If you are in a dating relationship, there are some red flags you should look for when pursuing a relationship. Here are just a few that I would suggest. These are “deal-breakers.”
#1 – They are not willing to fight FOR purity. (Trust me…if they won’t fight for purity with you before you are married, then there is a greater chance they won’t fight for purity after you are married.)
#2 – If they are trying to get me to compromise with what God’s Word says so clearly. (If they lead you away from God’s Word before marriage, they will do so even more after marriage…the way they have lived in their past and the way they are living now are indicators of how they are going to live when they marry you. You cannot change them…you are NOT the Holy Spirit!)
#3 – If you are always defending him/her to the people who know me, love me and love Jesus. (Love is blind…and many times you cannot see the blind spots that others can see so clearly.)

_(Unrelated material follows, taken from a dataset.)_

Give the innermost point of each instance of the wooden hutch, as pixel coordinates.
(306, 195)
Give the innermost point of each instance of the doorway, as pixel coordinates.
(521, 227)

#4 – If you find yourself not wanting to talk about him/her in front of the people in your life that you know may disapprove of the relationship for some reason. (Because…when this happens you are choosing to ignore what the Lord could be trying to make obvious through others because you are too involved emotionally to make a rational decision.)
#5 – If you know the relationship isn’t really going anywhere…but you don’t want to “break up” because doing so would cause you to be insecure, because you have allowed yourself to be identified by who you are dating rather than who you are in Christ.
#6 – You find out that they are lying to you. If they lie to you before you are married, then they will lie to you in marriage.
#7 – If you cannot confront them about issues without them losing their temper.
#8 – If you discover that they are unfaithful to you.
#9 – If something about them absolutely drives you insane…but you convince yourself that after you get married “that problem” will go away. (Actually…it won’t, it will get larger!)
#10 – If the Lord has specifically spoken to you and instructed you to end the relationship but you can’t/won’t because you either “don’t want to hurt them” or you fear that if you end this relationship then you won’t have another chance at one.